La Svizzera può computare ai fini del suo obiettivo di emissioni la prestazione di riduttazione fornita nel paese partner senza doppi conteggi, poiché ai sensi dell’accordo bilaterale sul clima il paese partner deve contabilizzare la riduzione nel proprio bilancio dei gas a effetto serra come emissioni (il cosiddetto «corresponding adjustment»).

Accordi bilaterali per il clima

Gli 11 accordi bilaterali sul clima sottoscritti dalla Svizzera (aggiornati a novembre 2023) si contraddistinguono per un’architettura agile che, con un minimo di direttive e disposizioni procedurali, concede agli Stati contraenti la prerogativa nell’attuazione delle regolamentazioni nazionali. Di conseguenza non viene istituito alcun organo decisionale congiunto.

L’autorizzazione di attività ai sensi dell’articolo 6,2 della Convenzione di Parigi e il trasferimento di riduzioni delle emissioni necessitano sempre dell’approvazione da parte delle autorità competenti di entrambi i Paesi ai sensi del diritto nazionale. Gli accordi garantiscono in particolare l’integrità ambientale delle attività di protezione del clima sostenute, escludendo doppi conteggi delle riduzioni delle emissioni. Garantiscono inoltre che le attività di protezione del clima forniscano un contributo allo sviluppo sostenibile e siano rispettati i diritti umani.

Legge svizzera sul CO₂

Attualmente la legge sul CO₂ per la riduzione delle emissioni di gas serra, in vigore dal 2000, formula solo obiettivi di protezione del clima fino al 2024. Dopo il rifiuto della revisione totale della legge sul CO₂ nella votazione popolare del 13 giugno 2021, nel settembre 2022 il Consiglio federale ha avviato una revisione ridotta per prorogare fino al 2030 gli impegni assunti nell’ambito dell’Accordo di Parigi per la protezione del clima. La questione è attualmente all’esame del Parlamento. La legge sul CO₂ per gli anni successivi al 2024 entrerà in vigore nel 2025.

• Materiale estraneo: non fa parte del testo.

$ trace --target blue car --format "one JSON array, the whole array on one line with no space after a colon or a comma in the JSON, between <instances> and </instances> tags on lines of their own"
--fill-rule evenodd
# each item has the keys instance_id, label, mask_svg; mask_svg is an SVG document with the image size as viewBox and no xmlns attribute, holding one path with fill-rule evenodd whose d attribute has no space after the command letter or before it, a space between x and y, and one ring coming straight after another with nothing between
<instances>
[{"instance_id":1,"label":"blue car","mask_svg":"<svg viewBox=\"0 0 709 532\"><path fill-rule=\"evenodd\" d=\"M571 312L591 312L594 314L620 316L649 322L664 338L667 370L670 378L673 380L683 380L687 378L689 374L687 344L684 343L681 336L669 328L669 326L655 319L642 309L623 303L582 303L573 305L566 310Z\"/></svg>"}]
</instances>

Sono previsti il proseguimento e l’estensione dell’obbligo di compensazione per i carburanti. Si prevede l’impegno a compensare il 15% delle emissioni di CO₂ dovute ai trasporti con attività per la protezione del clima in Svizzera, nonché l’obbligo di ridurre almeno 20 milioni di tonnellate di CO₂e entro il 2030 attraverso attività di protezione del clima nei Paesi partner della Svizzera con un accordo bilaterale sul clima.

Nell’ambito degli accordi bilaterali sul clima, vengono certificate le riduzioni delle emissioni risultanti da un’attività di protezione del clima nel Paese partner autorizzata da entrambi i Paesi. I certificati validi ai sensi dell’articolo 6,2 della Convenzione di Parigi come prestazioni di mitigazione trasferite a livello internazionale (ITMO) sono emessi nel registro svizzero. L’accordo garantisce che i paesi non effettuino doppi conteggi delle riduzioni delle emissioni.

Ordinanza svizzera sul CO₂

L’Ordinanza svizzera sul CO₂, costantemente rivista, contiene disposizioni esecutive della Legge sul CO₂. Una comunicazione sull’esecuzione disciplina la certificazione dei progetti e programmi per la riduzione delle emissioni e l’aumento del pozzo di carbonio ammessi per la compensazione dei carburanti.